6.5.4.  Fault Status Reporting

   GMPLS signaling uses the Notify message to report fault status
   [RFC3473].  The Notify message can apply to a single LSP or can carry
   fault information for a set of LSPs to improve the scalability of
   fault notification.

   Since the Notify message is targeted at a specific node it can be
   delivered rapidly without requiring hop-by-hop processing.  It can be


Sprecher & Farrel          Expires September 08, 2010          [Page 49]


Internet-Draft        MPLS-TP Survivability Framework         March 2010


   targeted at LSP end-points, or at segment end-points (such as MEPs).
   The target points for Notify messages can be manually configured
   within the network or may be signaled as the LSP is set up.  This
   allows the process to be made consistent with segment protection and
   the concept of Maintenance Entities.

   GMPLS signaling also provides a slower, hop-by-hop mechanism for
   reporting individual LSP faults on a hop-by-hop basis using the
   PathErr and ResvErr messages.

   [RFC4783] provides a mechanism to coordinate alarms and other event
   or fault information through GMPLS signaling.  This mechanism is
   useful to understand the status of the resources used by an LSP and
   to help understand why an LSP is not functioning, but it is not
   intended to replace other fault reporting mechanisms.

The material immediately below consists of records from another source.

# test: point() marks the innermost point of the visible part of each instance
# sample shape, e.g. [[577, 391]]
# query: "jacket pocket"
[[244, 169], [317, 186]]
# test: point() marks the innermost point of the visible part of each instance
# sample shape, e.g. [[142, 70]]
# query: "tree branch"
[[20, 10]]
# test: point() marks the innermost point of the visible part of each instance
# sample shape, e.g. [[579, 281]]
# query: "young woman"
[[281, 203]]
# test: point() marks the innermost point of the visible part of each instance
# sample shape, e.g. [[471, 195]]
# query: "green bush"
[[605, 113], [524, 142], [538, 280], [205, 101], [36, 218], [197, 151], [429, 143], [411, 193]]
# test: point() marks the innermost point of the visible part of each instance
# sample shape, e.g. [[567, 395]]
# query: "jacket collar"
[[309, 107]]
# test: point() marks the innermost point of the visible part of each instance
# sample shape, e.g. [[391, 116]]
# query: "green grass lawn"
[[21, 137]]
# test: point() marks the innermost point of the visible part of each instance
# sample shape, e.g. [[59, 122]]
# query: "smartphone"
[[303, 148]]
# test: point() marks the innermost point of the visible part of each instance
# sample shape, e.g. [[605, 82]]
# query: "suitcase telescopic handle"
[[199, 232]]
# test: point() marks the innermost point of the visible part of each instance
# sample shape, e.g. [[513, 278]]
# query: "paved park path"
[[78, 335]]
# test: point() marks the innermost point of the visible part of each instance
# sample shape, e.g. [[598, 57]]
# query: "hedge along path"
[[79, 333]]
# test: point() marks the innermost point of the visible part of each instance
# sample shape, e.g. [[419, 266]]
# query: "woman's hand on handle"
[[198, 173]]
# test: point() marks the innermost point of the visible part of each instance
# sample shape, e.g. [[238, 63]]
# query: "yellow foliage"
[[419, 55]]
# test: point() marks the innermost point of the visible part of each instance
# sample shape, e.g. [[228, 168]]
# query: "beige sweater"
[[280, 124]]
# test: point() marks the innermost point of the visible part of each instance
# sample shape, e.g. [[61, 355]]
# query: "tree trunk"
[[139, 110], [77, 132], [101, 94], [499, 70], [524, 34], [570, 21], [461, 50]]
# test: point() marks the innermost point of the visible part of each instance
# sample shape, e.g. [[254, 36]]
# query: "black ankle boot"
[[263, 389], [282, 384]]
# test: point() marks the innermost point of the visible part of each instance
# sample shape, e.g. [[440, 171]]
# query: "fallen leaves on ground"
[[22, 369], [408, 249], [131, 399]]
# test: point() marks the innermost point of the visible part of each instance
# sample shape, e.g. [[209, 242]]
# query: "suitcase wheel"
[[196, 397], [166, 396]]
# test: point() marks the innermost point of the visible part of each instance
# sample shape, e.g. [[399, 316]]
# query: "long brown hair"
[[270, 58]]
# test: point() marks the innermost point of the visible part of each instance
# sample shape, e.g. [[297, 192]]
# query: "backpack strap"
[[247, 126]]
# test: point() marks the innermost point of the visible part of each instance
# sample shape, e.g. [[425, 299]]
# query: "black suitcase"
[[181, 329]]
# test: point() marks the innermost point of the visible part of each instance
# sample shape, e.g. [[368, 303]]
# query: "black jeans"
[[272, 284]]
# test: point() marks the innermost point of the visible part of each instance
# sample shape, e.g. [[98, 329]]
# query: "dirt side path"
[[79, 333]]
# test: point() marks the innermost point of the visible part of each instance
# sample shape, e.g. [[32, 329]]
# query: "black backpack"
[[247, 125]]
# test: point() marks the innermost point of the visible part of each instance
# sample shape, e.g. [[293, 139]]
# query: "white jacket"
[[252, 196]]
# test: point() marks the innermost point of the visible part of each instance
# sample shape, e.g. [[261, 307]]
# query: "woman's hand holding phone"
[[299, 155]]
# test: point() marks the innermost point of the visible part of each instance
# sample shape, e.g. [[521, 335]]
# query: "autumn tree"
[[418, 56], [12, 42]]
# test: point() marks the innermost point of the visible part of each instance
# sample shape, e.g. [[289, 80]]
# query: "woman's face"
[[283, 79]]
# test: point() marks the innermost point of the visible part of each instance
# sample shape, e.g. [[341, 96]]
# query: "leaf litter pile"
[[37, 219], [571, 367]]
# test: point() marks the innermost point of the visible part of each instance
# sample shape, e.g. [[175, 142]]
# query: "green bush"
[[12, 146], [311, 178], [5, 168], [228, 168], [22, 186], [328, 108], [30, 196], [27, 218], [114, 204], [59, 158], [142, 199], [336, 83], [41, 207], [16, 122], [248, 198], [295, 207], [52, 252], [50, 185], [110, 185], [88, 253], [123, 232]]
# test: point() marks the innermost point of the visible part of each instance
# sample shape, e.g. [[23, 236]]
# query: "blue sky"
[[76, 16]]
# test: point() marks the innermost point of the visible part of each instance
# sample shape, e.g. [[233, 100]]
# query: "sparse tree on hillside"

   GMPLS routing protocols [RFC4203] and [RFC5307] are used to advertise
   link availability and capabilities within a GMPLS-enabled network.
   Thus, the routing protocols can also provide indirect information
   about network faults.  That is, the protocol may stop advertising or
   withdraw the advertisement for a failed link, or may advertise that
   the link is about to be shut down gracefully [GR-SHUT].  This
   mechanisms is, however, not normally considered to be fast enough to
   be used as a trigger for protection switching.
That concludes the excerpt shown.